A while back I was sitting at a big conference table amongst other colleagues without any work to do. I mean, legitimately – no work to do. I’d been brought in for a project and while normally I was run off my feet busy, there was this weird stage in which I had nothing to do. I did as much prep work and as much organising as I could do until the next wave of crazy came through, but in that moment, I had nothing to do. So I reverted to my default position when I have nothing to do ‘Look Busy’. This involves a lot of shuffling of papers, ensuring things are typed at realistic speeds and intervals, keeping certain documents open so you can move and re-move things around when you need to ‘look busy’ for the sake of other people.
I had this moment though, where I felt a little convicted about whether or not this was the right thing to do. Not so much morally, because when you actually know that you have zero work that you can do, and your role doesn’t entail ongoing catch up work, then I don’t think you’re in moral trouble. But I just don’t know whether it’s the smart move. Sure, it shows that you’re a hard worker, and that you’re busy and that encourages them to keep you and think you’re indispensable, which in this economy, seems wise. But here’s the trouble with ‘looking busy’ when you’re not.. while I’m busy “typing” away and “shuffling” papers, my team thinks I am incredibly busy (nailed it!) and they then hesitate when approaching me for new work. I could potentially be helping out a team member who was going to ask if I was free, but all of my movement and scurrying has caused her to carry on in her own stress, when I could have helped and been busy for real. The trouble with looking busy is that it ties you up when potential work comes along. It actually makes you unapproachable.
The same goes in life. I think sometimes we get so insecure and busy fighting the constant need to prove ourselves that we set about making ourselves “look busy”. We fill our day with meaningless “appointments” and “meetings” so that everyone will think that we are busy. We spend a whole lot of unnecessary time projecting an image of a full social calendar, when actually, we’re pretty quiet and pretty lonely. Resting, or taking a break is not only “unproductive” but for some, it feels like a weakness. That if we aren’t out every single night of the week then somehow, we’ve failed. We live in a world that screams “I’m so, so, SO busy” that we compute this as the norm and as the expected, when it’s not reality for all.

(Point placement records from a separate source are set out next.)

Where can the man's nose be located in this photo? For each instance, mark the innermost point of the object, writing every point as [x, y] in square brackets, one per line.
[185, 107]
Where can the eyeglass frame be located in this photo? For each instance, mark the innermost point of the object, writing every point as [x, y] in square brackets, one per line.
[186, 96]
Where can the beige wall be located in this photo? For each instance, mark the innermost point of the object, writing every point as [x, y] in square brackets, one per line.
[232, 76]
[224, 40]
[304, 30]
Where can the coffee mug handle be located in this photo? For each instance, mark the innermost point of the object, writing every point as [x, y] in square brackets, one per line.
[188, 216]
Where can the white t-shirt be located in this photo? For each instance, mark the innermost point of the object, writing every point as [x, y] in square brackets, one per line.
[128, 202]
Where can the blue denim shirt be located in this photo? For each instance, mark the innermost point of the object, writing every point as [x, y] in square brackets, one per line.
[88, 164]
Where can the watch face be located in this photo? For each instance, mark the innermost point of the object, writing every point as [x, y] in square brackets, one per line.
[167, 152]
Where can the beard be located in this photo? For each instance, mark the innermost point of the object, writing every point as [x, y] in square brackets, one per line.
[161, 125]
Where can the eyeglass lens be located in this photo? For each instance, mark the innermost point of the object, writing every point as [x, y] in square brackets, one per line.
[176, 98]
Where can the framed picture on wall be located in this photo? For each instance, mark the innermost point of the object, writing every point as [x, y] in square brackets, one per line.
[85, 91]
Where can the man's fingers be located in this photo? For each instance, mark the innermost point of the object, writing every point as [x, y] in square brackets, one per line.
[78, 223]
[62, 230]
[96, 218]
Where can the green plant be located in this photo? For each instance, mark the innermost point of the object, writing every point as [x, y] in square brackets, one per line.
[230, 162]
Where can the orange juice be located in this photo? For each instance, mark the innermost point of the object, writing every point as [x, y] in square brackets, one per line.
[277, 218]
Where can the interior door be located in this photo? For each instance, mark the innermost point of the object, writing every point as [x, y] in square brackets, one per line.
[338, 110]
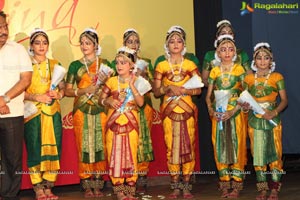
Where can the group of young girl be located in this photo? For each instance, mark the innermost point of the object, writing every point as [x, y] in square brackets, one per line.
[230, 72]
[112, 117]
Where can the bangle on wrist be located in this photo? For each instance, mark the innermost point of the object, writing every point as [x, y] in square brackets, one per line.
[76, 92]
[161, 90]
[60, 95]
[6, 98]
[245, 110]
[102, 102]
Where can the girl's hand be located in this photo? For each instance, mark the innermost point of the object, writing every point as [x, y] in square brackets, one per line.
[245, 106]
[132, 79]
[43, 98]
[92, 89]
[54, 94]
[4, 110]
[113, 103]
[174, 90]
[269, 114]
[103, 77]
[227, 115]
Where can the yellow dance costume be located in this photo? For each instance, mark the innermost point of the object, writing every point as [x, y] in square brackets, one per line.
[89, 120]
[265, 138]
[178, 115]
[43, 130]
[229, 143]
[122, 136]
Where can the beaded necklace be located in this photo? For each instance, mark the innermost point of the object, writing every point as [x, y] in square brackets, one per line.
[226, 80]
[178, 77]
[260, 88]
[44, 79]
[97, 65]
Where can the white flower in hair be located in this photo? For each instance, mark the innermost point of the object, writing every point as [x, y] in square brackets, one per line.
[261, 44]
[223, 22]
[126, 49]
[91, 30]
[37, 30]
[98, 50]
[175, 28]
[129, 30]
[221, 37]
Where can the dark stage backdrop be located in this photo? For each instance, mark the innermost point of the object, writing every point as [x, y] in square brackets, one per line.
[272, 21]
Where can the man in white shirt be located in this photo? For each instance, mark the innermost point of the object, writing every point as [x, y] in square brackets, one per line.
[15, 76]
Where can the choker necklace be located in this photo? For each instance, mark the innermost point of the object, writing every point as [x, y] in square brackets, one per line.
[87, 69]
[261, 87]
[176, 77]
[44, 79]
[123, 80]
[226, 80]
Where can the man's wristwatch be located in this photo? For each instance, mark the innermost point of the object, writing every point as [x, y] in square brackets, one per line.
[6, 98]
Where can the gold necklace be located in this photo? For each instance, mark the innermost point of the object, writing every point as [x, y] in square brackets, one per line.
[176, 77]
[226, 80]
[259, 88]
[44, 79]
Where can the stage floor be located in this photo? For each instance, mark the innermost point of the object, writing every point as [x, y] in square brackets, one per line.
[205, 188]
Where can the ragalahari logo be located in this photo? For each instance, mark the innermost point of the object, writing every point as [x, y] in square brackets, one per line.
[246, 8]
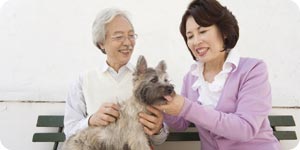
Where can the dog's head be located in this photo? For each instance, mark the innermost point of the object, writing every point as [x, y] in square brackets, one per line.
[151, 84]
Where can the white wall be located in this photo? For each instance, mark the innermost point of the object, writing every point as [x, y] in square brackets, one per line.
[45, 44]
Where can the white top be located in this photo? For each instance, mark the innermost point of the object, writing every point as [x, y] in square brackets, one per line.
[209, 93]
[76, 116]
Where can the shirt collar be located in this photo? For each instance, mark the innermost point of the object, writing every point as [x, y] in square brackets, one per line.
[231, 62]
[106, 67]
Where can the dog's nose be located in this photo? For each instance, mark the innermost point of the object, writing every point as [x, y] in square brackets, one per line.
[169, 89]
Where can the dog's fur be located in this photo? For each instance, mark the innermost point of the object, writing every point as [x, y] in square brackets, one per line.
[150, 87]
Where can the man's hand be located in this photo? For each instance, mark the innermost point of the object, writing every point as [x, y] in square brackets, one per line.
[106, 114]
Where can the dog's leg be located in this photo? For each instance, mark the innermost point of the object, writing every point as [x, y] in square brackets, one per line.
[139, 143]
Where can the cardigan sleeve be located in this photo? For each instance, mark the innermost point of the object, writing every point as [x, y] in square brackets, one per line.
[178, 123]
[253, 105]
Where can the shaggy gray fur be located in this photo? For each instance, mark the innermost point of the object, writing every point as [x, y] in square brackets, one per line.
[150, 85]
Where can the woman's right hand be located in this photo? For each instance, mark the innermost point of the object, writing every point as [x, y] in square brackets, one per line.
[106, 114]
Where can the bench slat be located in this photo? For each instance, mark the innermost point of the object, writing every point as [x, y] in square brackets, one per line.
[48, 137]
[50, 121]
[183, 136]
[282, 121]
[285, 135]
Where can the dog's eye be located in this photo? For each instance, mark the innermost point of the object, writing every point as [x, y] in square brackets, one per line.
[154, 80]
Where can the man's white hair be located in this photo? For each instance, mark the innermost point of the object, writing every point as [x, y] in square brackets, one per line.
[99, 26]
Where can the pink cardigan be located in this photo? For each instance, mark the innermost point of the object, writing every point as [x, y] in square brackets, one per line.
[240, 119]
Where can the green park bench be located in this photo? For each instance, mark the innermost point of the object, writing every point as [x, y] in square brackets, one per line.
[189, 135]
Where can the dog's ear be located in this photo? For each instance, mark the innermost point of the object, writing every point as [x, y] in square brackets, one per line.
[161, 66]
[141, 65]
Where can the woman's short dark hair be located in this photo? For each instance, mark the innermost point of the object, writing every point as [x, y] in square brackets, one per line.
[211, 12]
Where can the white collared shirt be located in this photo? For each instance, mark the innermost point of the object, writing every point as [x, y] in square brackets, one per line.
[209, 93]
[76, 117]
[118, 76]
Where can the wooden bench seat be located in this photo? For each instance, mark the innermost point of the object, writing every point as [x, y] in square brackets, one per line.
[190, 135]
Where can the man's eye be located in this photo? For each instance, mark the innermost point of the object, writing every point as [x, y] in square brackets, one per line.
[189, 37]
[154, 80]
[119, 37]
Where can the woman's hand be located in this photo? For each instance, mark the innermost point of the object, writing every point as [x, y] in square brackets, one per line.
[173, 106]
[152, 123]
[106, 114]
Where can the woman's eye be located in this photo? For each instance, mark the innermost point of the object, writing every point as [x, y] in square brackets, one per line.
[189, 37]
[154, 80]
[203, 31]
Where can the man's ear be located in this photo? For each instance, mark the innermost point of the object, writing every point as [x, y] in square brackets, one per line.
[161, 66]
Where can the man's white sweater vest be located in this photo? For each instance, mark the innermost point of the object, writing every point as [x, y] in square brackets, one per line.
[100, 87]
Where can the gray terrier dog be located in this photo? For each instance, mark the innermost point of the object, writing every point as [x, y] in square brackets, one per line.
[149, 87]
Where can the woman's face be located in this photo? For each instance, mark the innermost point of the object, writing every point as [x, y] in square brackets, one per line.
[119, 41]
[206, 43]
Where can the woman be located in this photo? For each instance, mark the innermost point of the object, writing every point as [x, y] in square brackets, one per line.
[227, 97]
[92, 100]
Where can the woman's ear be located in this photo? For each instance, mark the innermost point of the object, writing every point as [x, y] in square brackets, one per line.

The problem with projecting success or projecting busy or projecting popular is that it ties us up for potential greatness or relationships. It actually makes you unapproachable in life. It screams “I don’t have time for you” or “I don’t need anyone” when in actual fact, you might. There should be no shame or embarrassment in sitting back at your desk and admitting ‘I currently, don’t have any work to do’ just like there should be no shame or embarrassment in sitting back in your life and admitting ‘I don’t have anything on this weekend and I could do with a new friend’.
I don’t know about you but I need become better at recognising and accepting reality. For it is only from this place that we can make any real decision to change it.